11 de dezembro de 2005

Carta a uma jovem burguesa - parte II

Aqui vos apresento a segunda parte da carta. Para os que chegam com o comboio em andamento, remeto-vos para o post anterior.


Agora o problema familiar.

Você sente que a família lhe impõe uma vida que não é a desejada, que refreia as liberdades que você gostaria de ter, que intervém quase policialmente no que vai no seu espírito. Os seus pais, sua tia e até sua irmã bombardeiam-na com críticas e conselhos parvos e apresentam-lhe uma chocante perspectiva de vida. Você sente-se só, atacada e incompreendida. Sente que não está de posse das necessárias armas defensivas e que a sua total defesa implicaria um contra-ataque que levaria forçosamente ao rompimento. Daí esse seu enervamento ante os mais pequenos incidentes familiares, as suas respostas mal-humoradas, a sua irritação constante ante a vida da casa. Daí também o ódio (não tenhamos medo à palavra) que você em certos momentos de exaltação chega a sentir por pessoas que ama (acredite: que ama, apesar de tudo). Essa é a tragédia de todas as raparigas da sua classe que não se sentem ligadas a ela por egoísmo ou por gosto. São de facto incompreendidas, na medida em que avisados parentes ou conhecidos têm por «estarolices e leviandades que hão de passar com os anos» as reacções contra uma sociedade de injustiças, hipocrisias, de convencionalismo. Você sabe bem como eu sinto essa tragédia e a simpatia que me inspiram essas jovens de boa vontade e de generosos sentimentos.

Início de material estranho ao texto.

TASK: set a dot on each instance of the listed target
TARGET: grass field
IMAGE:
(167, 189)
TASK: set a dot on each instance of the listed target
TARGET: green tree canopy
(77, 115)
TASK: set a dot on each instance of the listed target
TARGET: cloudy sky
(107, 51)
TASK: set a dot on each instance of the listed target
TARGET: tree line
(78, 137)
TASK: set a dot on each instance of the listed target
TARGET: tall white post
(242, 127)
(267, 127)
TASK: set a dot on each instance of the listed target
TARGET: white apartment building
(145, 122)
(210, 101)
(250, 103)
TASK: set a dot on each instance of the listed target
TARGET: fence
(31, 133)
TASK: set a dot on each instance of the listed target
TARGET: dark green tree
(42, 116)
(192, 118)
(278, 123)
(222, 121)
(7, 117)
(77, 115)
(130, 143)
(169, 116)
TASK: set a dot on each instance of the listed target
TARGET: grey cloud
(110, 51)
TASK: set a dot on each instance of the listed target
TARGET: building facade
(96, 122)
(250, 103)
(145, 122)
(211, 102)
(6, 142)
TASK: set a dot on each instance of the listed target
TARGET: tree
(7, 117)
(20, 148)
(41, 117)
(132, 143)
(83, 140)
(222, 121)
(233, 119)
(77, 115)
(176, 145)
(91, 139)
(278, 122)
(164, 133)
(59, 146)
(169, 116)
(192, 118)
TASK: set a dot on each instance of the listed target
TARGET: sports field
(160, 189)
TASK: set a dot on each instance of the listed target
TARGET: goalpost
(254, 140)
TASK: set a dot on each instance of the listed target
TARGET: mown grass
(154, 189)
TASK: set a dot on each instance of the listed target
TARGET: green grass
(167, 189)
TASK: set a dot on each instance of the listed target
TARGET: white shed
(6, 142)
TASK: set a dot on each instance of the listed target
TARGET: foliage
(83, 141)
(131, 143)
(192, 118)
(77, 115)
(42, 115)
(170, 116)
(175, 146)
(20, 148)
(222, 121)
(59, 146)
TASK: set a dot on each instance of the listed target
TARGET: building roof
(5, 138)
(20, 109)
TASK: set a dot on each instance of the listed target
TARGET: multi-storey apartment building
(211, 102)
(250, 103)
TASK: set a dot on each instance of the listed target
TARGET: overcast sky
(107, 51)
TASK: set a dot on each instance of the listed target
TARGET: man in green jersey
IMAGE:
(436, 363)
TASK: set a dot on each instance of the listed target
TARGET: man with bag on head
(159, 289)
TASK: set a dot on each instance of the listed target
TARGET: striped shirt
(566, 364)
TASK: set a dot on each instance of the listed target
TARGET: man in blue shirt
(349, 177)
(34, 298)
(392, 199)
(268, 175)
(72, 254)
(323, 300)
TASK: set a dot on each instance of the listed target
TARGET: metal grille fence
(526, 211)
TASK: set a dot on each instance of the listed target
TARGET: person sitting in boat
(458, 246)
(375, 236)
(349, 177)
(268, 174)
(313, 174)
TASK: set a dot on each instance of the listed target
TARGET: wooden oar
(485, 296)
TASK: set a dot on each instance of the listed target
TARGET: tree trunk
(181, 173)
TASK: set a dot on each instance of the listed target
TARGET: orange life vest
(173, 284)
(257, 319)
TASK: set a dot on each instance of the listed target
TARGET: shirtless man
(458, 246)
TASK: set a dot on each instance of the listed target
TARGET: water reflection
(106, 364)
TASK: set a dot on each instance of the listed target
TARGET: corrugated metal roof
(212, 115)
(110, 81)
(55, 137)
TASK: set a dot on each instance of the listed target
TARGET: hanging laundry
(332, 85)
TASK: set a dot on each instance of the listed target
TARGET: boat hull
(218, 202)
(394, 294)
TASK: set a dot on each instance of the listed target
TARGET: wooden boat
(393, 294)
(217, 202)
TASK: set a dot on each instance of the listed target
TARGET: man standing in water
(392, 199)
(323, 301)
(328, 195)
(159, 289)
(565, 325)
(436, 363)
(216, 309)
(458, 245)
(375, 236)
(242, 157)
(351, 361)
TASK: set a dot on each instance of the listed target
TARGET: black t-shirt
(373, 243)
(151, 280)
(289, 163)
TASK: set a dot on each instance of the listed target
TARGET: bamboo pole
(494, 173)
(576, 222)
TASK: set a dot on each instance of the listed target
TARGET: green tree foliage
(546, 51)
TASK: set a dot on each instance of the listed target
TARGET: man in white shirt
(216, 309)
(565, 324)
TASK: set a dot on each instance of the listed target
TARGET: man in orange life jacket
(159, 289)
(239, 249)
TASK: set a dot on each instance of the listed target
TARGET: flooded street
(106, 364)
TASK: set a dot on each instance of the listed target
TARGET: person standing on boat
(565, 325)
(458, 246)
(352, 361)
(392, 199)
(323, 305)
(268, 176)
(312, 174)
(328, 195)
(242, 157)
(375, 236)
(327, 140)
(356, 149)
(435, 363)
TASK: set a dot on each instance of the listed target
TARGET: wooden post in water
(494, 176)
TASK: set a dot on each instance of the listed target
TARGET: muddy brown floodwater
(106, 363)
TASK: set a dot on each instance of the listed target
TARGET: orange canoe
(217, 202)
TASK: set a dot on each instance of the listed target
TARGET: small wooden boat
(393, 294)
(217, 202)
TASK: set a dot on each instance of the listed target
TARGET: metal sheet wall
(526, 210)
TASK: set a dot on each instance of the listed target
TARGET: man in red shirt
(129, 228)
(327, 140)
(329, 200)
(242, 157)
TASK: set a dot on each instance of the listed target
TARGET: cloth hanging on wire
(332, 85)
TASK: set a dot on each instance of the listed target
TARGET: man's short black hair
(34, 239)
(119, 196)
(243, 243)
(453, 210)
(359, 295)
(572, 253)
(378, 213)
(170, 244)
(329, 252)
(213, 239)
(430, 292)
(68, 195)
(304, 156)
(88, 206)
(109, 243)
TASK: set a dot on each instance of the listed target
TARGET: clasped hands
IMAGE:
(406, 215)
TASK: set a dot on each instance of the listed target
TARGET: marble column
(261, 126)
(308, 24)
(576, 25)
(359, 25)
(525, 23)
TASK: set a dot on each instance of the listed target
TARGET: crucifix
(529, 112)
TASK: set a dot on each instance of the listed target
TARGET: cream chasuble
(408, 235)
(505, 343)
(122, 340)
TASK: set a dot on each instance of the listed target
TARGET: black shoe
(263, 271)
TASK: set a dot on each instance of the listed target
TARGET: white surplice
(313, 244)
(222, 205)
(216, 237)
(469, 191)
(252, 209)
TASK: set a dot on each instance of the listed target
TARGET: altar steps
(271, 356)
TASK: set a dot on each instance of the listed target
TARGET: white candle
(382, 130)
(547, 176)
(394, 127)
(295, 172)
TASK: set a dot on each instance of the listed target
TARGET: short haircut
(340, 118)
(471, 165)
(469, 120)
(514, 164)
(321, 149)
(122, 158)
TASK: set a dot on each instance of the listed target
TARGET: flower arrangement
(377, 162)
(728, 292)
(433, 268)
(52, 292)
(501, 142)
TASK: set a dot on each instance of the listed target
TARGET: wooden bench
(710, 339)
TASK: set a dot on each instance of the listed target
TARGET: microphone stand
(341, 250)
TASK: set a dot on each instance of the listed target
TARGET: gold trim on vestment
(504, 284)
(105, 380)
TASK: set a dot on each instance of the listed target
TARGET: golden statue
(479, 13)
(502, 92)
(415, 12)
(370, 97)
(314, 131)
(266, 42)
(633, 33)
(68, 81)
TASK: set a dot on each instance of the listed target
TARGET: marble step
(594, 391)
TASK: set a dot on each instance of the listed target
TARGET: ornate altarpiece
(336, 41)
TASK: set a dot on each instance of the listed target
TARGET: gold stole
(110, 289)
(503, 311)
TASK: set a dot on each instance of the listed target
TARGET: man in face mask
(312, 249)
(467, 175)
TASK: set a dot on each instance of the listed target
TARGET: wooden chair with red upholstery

Mas repare, boa amiga. A libertação da família, a independência em casa, a posição de igual para igual em relação aos mais próximos parentes só podem dar-se quando a rapariga tem a sua vida própria, quando a rapariga não é economicamente dependente da família. Então, sim, já pode reagir com todo o vigor contra as cadeias familiares. Mas, enquanto isso não sucede, os seus pais têm-na segura e julgam-se com direito de determinar o seu futuro. A ideia da propriedade privada sobre os filhos é uma ideia comum a todas as famílias burguesas.

Agora reflicta.
Que tem feito você para construir uma vida independente, para assegurar o seu sustento por suas próprias mãos? Tem você aproveitado todas as facilidades, que a sua própria família lhe deu, para conseguir uma profissão? Como estranhar que os seus pais sonhem com o seu casamento como um meio de a arrumarem, assegurando-lhe um futuro de bem-estar material?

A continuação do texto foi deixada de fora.